Councils urged to follow Newry's lead in divesting pensions from fossil fuels
Other local authorities have been urged to support a council that wants its workers' pension fund to stop investing in fossil fuels.
Newry, Mourne and Down District Council has become the first council here to urge the body overseeing the main public sector pension fund to disassociate itself from oil and gas companies.
The Northern Ireland Local Government Officers' Superannuation Committee (NILGOSC) administers the fund for 118,000 public sector workers, including civil servants, teachers and council employees.
But it has been criticised over some of its investments, including tens of millions pumped into companies like BP and gas firm, with a further £193m indirectly invested in fossil fuel interests.
Yesterday the Belfast Telegraph reported how NILGOSC has millions of public sector workers' retirement money tied up in controversial investments under the Local Government Pension Scheme.
The scheme invests in the arms trade, tobacco and companies which have been criticised for their tax avoidance policies.
It has been defended by NILGOSC, which says it is acting in the "best interests" of its beneficiaries.
On Monday night Newry, Mourne and Down District Council passed a notice of motion urging the committee to withdraw millions of pounds invested in oil and gas companies within the next five years. Environmental campaigners have claimed the committee has directly invested around £155m BP and Centrica, with an additional £193m invested indirectly in fossil fuel interests.
Alliance's Patrick Brown, who brought forward the motion, said yesterday he hoped the remaining 10 councils would follow the example set by Newry, Mourne and Down.
"One of the main reasons I brought forward the motion was to encourage the other councils to adopt the same position," he said.
The decision has been welcomed by campaign group Fossil Free South Down.
It has been lobbying NILGOSC to completely divest the pension scheme from fossil fuels by 2022.

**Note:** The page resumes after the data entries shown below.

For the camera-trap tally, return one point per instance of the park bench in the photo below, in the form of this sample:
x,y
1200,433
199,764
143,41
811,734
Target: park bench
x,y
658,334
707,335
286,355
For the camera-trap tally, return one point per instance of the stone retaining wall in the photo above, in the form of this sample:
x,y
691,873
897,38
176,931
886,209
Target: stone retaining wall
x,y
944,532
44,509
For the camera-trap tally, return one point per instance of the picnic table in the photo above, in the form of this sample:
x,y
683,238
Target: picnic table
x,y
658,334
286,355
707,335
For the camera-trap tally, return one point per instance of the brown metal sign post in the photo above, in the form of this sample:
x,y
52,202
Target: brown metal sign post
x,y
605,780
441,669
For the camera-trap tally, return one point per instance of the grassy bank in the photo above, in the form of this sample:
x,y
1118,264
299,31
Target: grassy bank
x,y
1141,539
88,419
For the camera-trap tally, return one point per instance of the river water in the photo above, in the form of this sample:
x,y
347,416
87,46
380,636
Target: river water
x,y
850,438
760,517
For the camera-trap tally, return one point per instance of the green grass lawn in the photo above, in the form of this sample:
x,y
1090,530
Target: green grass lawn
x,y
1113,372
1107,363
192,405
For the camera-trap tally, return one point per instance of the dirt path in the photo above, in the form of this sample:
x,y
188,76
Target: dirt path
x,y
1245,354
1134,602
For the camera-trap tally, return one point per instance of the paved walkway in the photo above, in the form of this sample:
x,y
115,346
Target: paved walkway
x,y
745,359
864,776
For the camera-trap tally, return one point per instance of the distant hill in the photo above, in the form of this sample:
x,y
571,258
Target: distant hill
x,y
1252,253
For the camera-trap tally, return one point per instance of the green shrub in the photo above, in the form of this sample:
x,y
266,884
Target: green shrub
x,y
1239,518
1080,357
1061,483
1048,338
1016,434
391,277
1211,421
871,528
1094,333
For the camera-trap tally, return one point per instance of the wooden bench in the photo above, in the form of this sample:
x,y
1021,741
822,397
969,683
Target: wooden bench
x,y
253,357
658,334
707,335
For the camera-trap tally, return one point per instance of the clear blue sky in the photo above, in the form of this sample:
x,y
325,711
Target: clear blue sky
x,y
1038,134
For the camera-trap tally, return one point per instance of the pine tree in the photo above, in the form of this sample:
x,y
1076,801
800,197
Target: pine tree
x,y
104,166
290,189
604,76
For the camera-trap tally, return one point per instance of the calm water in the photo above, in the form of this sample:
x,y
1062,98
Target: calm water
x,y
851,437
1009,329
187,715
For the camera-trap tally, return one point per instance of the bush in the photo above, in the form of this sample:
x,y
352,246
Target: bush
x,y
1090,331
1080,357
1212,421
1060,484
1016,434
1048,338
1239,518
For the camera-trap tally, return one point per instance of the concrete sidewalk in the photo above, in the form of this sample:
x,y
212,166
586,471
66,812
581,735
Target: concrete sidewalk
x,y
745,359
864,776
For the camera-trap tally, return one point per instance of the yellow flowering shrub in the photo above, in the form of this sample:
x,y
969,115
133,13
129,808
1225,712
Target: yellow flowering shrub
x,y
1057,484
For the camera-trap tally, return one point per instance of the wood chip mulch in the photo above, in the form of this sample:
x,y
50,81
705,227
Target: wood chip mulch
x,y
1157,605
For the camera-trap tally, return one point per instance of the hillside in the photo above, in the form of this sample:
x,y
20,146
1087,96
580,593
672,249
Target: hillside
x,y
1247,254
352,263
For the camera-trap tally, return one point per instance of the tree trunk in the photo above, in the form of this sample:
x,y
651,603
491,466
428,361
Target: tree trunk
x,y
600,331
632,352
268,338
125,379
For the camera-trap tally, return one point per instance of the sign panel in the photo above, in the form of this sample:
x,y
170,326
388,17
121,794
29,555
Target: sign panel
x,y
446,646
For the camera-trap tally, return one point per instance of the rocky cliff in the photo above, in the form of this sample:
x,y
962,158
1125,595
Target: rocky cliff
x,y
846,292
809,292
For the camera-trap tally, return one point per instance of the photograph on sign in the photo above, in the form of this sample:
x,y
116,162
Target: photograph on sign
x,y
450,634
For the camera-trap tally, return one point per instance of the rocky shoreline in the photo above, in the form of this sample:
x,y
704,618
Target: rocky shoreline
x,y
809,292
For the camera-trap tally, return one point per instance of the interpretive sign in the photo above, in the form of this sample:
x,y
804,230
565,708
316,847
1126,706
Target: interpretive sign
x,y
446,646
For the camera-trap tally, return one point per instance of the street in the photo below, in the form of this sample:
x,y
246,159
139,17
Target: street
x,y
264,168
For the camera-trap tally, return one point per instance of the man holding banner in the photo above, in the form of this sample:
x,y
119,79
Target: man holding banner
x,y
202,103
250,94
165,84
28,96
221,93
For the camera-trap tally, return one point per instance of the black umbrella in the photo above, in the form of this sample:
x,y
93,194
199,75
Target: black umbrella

"This is a huge step forward for Fossil Free NI and we hope other councils follow," it said in a Facebook post.
Mr Brown also claimed there was evidence that shows investments could be made by the body in companies which were not involved in fossil fuels that would give its pension holders a bigger return on their investments.
"I think if the other councils followed, NILGOSC would have to take notice," councillor Brown added.
In response, NILGOSC said: "We wait to hear from the council formally and look forward to a dialogue with it about our investment strategy."